The lights of the PTMC burned sterile overhead, humming low like they were trying to drown out the exhaustion soaked into Frank Langdon’s bones. The corridor was mostly empty now—night shift ticking over, gurneys left parked like afterthoughts in the corners. He stood just outside the locker room, one shoulder leaned into the wall, hands in the deep pockets of his coat.
There was a stiffness to him, like his body hadn’t realized the shift was over yet.
He clocked your steps before he saw your face, the soft scuff of rubber soles on linoleum. You were just getting off—ID badge in hand, scrub top wrinkled, the kind of worn-out look that came from twelve straight hours on your feet.
“{{user}}.” His voice cut through the quiet, not sharp but deliberate—enough to make you pause. He stepped off the wall and walked toward you with that same heavy-footed stride he had all day. There wasn’t any rush to it, just a practiced calm, like someone who’d seen enough not to flinch at the worst of it.

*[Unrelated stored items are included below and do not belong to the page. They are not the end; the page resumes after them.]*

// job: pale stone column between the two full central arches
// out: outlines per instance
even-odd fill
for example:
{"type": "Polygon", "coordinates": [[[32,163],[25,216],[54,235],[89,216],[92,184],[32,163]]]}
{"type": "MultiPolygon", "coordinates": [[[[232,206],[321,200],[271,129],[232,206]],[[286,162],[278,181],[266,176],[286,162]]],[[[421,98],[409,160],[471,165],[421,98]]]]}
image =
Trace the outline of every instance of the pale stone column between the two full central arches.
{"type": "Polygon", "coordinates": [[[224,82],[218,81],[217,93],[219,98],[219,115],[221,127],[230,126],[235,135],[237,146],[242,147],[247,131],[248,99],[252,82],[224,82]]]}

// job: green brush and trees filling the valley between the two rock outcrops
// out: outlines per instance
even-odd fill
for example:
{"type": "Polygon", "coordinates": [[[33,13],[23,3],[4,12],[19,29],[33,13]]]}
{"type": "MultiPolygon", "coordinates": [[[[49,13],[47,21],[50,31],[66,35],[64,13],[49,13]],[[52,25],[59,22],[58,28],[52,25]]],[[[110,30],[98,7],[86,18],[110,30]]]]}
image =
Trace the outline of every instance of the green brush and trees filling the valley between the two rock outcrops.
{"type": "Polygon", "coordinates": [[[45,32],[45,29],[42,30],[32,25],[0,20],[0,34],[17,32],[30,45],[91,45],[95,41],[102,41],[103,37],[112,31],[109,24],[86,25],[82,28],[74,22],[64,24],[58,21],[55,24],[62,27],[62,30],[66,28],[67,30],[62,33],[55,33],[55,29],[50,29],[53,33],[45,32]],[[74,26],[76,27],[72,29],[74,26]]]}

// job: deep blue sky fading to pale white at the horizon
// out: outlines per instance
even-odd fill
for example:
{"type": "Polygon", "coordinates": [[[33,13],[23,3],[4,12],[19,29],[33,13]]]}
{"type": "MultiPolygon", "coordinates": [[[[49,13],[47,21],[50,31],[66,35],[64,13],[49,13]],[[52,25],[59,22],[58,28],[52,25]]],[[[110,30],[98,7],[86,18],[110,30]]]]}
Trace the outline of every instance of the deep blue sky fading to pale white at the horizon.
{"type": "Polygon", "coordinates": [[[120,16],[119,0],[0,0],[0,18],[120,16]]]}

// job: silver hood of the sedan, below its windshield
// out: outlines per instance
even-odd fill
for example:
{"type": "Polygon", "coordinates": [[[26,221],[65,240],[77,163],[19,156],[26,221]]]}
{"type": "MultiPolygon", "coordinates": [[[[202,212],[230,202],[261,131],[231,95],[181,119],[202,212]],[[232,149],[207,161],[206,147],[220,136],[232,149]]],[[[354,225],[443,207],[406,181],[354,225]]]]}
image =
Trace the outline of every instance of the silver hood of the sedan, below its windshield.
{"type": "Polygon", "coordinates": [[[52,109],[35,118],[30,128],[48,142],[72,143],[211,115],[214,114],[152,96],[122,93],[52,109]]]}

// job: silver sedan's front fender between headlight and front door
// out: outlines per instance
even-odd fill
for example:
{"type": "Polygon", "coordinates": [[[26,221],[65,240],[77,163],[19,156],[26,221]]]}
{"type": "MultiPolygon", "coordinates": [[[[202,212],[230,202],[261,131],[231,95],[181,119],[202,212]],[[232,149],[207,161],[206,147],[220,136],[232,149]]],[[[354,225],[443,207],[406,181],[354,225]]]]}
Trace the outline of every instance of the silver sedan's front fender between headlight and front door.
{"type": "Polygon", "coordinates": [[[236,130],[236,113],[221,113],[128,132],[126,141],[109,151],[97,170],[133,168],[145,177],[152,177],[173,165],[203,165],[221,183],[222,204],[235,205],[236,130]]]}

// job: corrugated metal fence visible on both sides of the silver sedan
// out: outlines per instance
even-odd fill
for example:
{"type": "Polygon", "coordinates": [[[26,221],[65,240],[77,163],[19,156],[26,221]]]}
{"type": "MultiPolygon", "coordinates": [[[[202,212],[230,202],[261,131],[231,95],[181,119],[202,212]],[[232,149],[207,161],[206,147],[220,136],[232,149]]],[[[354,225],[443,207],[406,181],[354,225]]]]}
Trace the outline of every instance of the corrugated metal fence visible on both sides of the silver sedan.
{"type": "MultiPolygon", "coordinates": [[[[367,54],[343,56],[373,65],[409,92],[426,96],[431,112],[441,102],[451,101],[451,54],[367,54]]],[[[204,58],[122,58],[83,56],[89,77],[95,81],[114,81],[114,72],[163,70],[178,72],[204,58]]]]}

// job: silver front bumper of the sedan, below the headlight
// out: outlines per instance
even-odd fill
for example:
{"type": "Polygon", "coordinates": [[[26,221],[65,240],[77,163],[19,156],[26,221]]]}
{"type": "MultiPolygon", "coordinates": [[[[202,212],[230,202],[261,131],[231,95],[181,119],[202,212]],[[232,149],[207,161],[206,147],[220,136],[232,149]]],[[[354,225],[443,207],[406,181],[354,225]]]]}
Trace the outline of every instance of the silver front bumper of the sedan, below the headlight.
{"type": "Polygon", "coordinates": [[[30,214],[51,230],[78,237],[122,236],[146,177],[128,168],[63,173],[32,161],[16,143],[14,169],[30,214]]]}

“You held it together today.” His eyes met yours for a second, and even though his tone stayed even, there was something measured in the way he said it—like he wasn’t passing out compliments for sport. “When that patient started crashing in Trauma 2? You didn’t freeze up. You listened. You moved. That’s the job.”
He didn’t offer a smile, didn’t soften. Just stated it plainly. The kind of feedback that didn’t come wrapped in sugar. “Lots of interns panic first month. Seen it a hundred times. But you kept your head down and did what needed doing. That’s noticed.” Frank paused, jaw tight like he was sorting through what came next, weighing what was worth saying and what wasn’t.
“Don’t get comfortable. There’s more coming. Worse, probably." He folded his arms, nodding once—not approval, exactly, but recognition. “Anyway. That’s all. You earned a solid day. Keep it up.”